Ballon Stoll Bader & Nadler, P.C., New York (Irving Bizar of counsel), for appellant. Debevoise & Plimpton LLP, New York (Gary W. Kubek of counsel), for respondents.
TOM, J.P., SWEENY, RENWICK, ABDUS–SALAAM, JJ.
Order, Supreme Court, New York County (Charles E. Ramos, J.), entered August 24, 2012, which granted defendants' motion to dismiss the complaint, unanimously affirmed, with costs.
Delaware law governs the issue of whether pre-suit demand in this derivative action is excused ( see Hart v. General Motors Corp., 129 A.D.2d 179, 182–183, 517 N.Y.S.2d 490 [1st Dept. 1987], lv. denied70 N.Y.2d 608, 521 N.Y.S.2d 225, 515 N.E.2d 910 [1987] ). Contrary to plaintiff's contention, the choice of law analysis based on the grouping of contacts is inapplicable ( see Richbell info. Servs. v. Jupiter Partners, 309 A.D.2d 288, 301, 765 N.Y.S.2d 575 [1st Dept. 2003] ), and the fact that the defendant Morgan entitieshave their principal places of business in New York City is irrelevant ( see e.g. Simon v.
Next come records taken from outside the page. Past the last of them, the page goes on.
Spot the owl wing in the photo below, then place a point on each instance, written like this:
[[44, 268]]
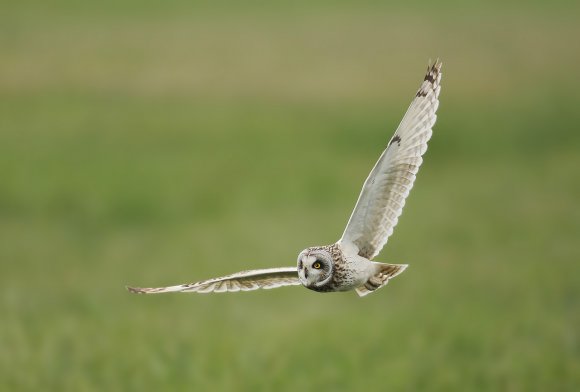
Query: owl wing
[[242, 281], [383, 194]]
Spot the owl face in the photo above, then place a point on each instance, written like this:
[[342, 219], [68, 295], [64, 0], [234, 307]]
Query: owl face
[[315, 267]]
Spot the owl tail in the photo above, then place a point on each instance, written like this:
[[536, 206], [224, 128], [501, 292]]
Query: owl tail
[[386, 272]]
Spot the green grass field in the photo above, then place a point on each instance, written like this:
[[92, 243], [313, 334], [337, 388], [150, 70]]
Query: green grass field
[[159, 143]]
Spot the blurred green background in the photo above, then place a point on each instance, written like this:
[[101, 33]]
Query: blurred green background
[[162, 142]]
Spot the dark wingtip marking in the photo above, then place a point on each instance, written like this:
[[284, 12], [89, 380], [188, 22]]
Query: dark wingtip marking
[[397, 139]]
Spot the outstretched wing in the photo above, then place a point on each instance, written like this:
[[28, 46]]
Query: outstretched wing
[[383, 194], [242, 281]]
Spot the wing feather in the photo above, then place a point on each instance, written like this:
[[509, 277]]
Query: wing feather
[[384, 192], [241, 281]]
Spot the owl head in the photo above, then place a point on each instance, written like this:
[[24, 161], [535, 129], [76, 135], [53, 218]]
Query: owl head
[[315, 266]]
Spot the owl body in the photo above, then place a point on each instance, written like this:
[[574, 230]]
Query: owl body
[[346, 265]]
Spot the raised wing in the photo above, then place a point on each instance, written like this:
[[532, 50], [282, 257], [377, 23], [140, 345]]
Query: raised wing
[[383, 194], [242, 281]]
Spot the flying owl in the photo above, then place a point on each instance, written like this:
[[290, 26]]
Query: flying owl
[[346, 265]]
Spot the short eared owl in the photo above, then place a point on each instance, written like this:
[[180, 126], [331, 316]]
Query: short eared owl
[[347, 265]]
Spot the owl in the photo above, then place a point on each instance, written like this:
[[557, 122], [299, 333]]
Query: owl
[[347, 264]]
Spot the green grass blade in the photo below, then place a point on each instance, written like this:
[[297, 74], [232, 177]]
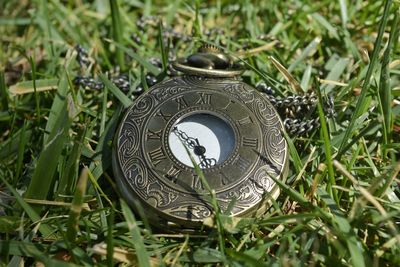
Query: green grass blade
[[139, 59], [364, 90], [43, 177], [44, 229], [327, 145], [3, 92], [117, 29], [69, 175], [384, 85], [141, 251], [115, 91], [33, 66], [76, 206], [58, 103], [26, 87]]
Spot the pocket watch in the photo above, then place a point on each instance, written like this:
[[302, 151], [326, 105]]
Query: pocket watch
[[209, 118]]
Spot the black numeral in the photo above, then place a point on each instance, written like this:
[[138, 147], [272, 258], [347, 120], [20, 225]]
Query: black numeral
[[249, 142], [196, 183], [157, 156], [245, 120], [205, 99], [224, 178], [227, 105], [181, 102]]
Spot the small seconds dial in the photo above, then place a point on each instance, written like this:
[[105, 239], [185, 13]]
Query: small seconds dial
[[208, 139]]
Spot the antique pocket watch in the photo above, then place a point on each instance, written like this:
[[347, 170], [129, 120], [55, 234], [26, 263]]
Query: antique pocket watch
[[210, 118]]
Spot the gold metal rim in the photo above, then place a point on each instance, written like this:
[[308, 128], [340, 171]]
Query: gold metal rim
[[225, 73]]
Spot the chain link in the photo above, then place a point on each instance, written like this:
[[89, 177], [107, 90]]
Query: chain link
[[297, 111]]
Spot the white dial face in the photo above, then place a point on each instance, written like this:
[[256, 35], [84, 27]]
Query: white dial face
[[208, 139]]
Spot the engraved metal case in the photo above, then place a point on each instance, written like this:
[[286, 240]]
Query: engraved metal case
[[150, 176]]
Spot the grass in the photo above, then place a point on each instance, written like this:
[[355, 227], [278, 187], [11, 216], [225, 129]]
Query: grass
[[58, 204]]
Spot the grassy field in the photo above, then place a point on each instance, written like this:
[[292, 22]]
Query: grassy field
[[58, 204]]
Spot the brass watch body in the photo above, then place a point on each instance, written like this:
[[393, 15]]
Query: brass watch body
[[149, 173]]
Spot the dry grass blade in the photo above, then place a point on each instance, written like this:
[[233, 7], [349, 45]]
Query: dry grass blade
[[294, 84]]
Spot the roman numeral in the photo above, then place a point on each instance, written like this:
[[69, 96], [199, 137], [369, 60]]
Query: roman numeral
[[227, 105], [205, 99], [154, 135], [242, 163], [245, 120], [165, 117], [181, 102], [173, 173], [224, 178], [196, 183], [249, 142], [156, 156]]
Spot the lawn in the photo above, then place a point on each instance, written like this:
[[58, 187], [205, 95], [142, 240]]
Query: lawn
[[339, 205]]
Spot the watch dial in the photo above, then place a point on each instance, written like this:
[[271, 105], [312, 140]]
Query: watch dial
[[232, 132], [207, 138]]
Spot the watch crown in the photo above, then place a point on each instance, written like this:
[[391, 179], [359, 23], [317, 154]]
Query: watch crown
[[209, 48]]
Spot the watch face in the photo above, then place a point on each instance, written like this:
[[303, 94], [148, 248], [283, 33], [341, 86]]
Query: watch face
[[224, 126], [207, 139]]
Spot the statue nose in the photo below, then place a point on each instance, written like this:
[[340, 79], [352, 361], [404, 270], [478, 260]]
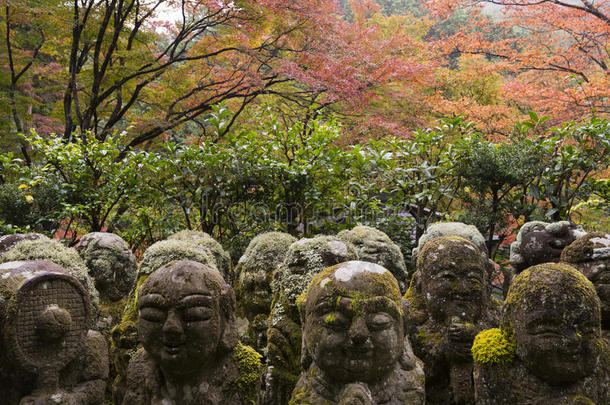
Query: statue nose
[[173, 324], [359, 332]]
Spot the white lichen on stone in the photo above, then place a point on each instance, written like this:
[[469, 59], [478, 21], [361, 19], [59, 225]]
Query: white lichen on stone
[[354, 268]]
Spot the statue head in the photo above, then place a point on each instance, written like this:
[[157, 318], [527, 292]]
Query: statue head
[[186, 317], [591, 256], [553, 314], [262, 258], [453, 276], [375, 246], [110, 262], [353, 320], [540, 242]]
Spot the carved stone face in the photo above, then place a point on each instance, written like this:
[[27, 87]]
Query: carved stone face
[[541, 242], [454, 276], [354, 322], [555, 320], [110, 263], [180, 322], [591, 256], [375, 246], [256, 267]]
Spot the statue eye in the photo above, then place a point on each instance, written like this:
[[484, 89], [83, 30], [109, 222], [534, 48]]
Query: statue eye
[[380, 321], [153, 314], [336, 321], [197, 314]]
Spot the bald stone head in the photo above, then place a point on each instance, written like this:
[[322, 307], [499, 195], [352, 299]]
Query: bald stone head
[[354, 322], [186, 317]]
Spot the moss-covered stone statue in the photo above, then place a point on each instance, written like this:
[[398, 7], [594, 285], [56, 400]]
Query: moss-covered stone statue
[[438, 229], [374, 246], [7, 242], [124, 336], [255, 270], [451, 308], [211, 245], [541, 242], [48, 354], [354, 344], [53, 251], [110, 262], [190, 352], [305, 258], [548, 349], [591, 255], [113, 267]]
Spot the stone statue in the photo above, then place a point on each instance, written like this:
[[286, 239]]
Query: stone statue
[[7, 242], [124, 335], [438, 229], [110, 262], [48, 355], [190, 354], [540, 242], [354, 343], [211, 246], [548, 349], [374, 246], [53, 251], [305, 258], [451, 308], [255, 270], [590, 255]]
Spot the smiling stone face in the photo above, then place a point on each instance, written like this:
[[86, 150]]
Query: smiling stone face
[[354, 322], [260, 261], [591, 256], [554, 315], [181, 321], [453, 274]]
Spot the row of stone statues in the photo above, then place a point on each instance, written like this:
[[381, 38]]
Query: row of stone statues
[[326, 320]]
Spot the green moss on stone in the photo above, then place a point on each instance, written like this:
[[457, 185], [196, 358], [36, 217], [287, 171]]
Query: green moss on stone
[[53, 251], [493, 347], [548, 279], [249, 366], [222, 259]]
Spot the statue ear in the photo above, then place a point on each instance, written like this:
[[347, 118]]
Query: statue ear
[[229, 335]]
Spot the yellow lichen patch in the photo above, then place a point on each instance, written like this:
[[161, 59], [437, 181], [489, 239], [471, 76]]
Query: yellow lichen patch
[[249, 367], [493, 348]]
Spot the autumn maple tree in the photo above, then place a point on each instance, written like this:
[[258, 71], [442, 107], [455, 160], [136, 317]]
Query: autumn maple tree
[[557, 60]]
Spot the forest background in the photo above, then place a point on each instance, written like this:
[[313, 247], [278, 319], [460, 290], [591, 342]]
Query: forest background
[[143, 117]]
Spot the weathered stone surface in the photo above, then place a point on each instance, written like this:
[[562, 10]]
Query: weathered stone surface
[[255, 270], [541, 242], [54, 251], [47, 353], [438, 229], [549, 348], [375, 246], [110, 262], [590, 255], [354, 342], [305, 258], [190, 351], [124, 336], [211, 245], [450, 307], [7, 242]]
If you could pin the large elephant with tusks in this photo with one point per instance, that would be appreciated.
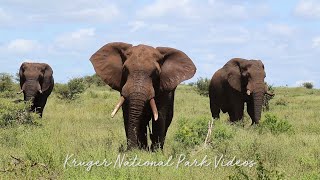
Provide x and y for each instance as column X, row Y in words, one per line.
column 36, row 83
column 146, row 78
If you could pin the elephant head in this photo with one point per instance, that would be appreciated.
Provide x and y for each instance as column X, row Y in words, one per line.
column 35, row 79
column 140, row 73
column 247, row 77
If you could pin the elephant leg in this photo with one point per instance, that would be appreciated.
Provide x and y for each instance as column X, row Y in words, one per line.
column 236, row 113
column 40, row 103
column 215, row 110
column 142, row 136
column 250, row 110
column 159, row 128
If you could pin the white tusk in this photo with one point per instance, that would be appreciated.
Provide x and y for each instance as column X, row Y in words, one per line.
column 248, row 92
column 154, row 109
column 269, row 93
column 114, row 112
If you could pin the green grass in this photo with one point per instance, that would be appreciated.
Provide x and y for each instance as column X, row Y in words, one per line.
column 84, row 128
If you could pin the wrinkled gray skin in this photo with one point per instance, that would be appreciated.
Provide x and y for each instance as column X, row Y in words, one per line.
column 36, row 83
column 143, row 74
column 239, row 81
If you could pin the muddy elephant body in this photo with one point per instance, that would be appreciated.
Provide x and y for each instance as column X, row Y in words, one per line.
column 239, row 81
column 146, row 78
column 36, row 83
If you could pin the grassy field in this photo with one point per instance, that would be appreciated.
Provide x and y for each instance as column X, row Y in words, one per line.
column 285, row 146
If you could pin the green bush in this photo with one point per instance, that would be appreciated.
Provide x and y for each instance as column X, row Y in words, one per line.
column 281, row 102
column 93, row 80
column 202, row 86
column 6, row 82
column 222, row 132
column 276, row 125
column 71, row 90
column 192, row 132
column 12, row 114
column 308, row 85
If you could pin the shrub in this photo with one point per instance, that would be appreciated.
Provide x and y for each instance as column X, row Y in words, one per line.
column 192, row 132
column 281, row 102
column 12, row 114
column 71, row 90
column 308, row 85
column 6, row 82
column 276, row 125
column 93, row 80
column 222, row 132
column 202, row 86
column 267, row 98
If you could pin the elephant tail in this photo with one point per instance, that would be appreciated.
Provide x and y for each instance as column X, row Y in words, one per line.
column 150, row 132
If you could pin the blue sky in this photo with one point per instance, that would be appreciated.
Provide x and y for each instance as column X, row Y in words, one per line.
column 284, row 34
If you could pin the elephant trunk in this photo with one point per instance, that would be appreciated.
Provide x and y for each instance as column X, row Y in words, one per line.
column 31, row 88
column 136, row 105
column 257, row 101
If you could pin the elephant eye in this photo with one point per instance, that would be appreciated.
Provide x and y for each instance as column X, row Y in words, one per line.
column 125, row 69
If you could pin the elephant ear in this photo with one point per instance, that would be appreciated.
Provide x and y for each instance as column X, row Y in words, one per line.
column 176, row 67
column 233, row 69
column 47, row 77
column 108, row 62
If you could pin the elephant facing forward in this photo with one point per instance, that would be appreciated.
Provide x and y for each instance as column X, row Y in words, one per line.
column 237, row 82
column 146, row 78
column 36, row 83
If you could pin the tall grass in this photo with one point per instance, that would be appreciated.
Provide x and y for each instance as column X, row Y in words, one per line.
column 83, row 128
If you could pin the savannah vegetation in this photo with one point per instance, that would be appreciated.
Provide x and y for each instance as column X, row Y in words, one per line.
column 285, row 145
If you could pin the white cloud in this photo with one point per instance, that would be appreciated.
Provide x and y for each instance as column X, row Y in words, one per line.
column 166, row 7
column 300, row 82
column 228, row 35
column 203, row 10
column 23, row 46
column 280, row 29
column 76, row 40
column 308, row 8
column 4, row 17
column 136, row 25
column 316, row 42
column 61, row 11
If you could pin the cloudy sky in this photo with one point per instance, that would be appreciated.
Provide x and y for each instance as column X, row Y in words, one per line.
column 284, row 34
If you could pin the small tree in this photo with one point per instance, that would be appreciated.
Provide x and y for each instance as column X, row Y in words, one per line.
column 71, row 90
column 308, row 85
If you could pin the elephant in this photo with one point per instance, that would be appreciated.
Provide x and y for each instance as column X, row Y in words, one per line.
column 239, row 81
column 146, row 78
column 36, row 83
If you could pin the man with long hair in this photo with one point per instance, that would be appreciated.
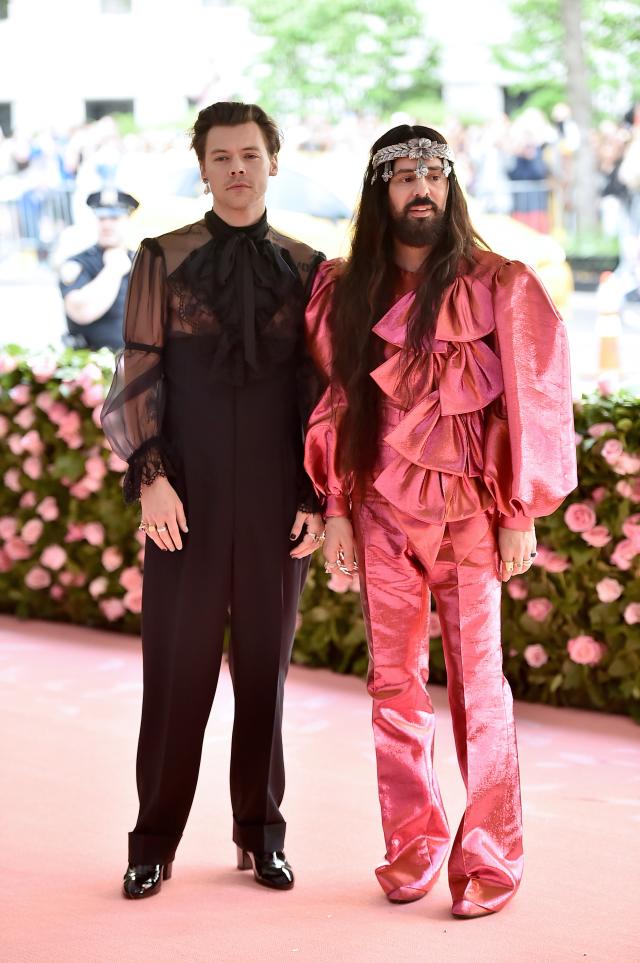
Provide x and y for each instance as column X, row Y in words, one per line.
column 446, row 428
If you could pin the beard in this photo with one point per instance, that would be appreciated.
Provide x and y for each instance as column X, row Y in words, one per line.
column 418, row 232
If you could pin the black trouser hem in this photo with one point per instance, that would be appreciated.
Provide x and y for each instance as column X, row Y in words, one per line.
column 259, row 838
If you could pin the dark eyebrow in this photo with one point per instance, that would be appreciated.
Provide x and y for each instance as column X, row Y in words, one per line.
column 223, row 150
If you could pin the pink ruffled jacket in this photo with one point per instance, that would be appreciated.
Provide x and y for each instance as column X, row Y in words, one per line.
column 492, row 419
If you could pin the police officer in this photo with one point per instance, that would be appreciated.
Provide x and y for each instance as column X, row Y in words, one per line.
column 94, row 282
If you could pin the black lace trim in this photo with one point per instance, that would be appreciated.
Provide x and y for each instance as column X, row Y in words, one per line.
column 149, row 461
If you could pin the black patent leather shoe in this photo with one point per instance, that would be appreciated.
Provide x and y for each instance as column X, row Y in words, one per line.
column 269, row 869
column 143, row 881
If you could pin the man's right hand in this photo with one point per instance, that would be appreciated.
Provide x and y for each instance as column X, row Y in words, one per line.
column 338, row 548
column 163, row 512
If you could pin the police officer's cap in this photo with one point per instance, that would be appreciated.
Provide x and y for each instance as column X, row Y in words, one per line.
column 111, row 203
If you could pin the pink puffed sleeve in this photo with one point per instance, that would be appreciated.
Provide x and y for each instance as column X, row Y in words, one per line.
column 322, row 431
column 536, row 423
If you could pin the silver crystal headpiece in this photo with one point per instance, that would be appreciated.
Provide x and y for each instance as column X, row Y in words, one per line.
column 419, row 148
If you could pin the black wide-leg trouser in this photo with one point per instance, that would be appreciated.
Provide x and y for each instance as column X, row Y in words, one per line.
column 237, row 480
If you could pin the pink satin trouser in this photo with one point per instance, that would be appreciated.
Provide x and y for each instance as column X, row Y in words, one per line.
column 485, row 865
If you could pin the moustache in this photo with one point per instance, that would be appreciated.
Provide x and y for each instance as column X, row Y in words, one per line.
column 420, row 202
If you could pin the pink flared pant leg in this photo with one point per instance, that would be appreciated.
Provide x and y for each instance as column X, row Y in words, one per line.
column 485, row 865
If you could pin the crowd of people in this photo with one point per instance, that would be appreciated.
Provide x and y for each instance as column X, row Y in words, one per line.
column 522, row 166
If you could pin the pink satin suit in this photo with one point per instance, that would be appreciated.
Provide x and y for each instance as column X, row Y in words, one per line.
column 487, row 440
Becherer, 7 A.D.3d 66, 71, 775 N.Y.S.2d 313 [1st Dept. 2004] ). We need not address whether plaintiff set forth particularized facts to show demand futility ( see Brehm v. Eisner, 746 A.2d 244, 254 [Del. 2000] ), since he failed to address this issue in his appellate briefs. We note, however, that the motion court correctly found that plaintiff failed to set forth particularized facts to show that the directors were not independent or could be subject to liability for decisions beyond the scope of the business judgment rule.
We have considered plaintiff's remaining contentions and find them unavailing.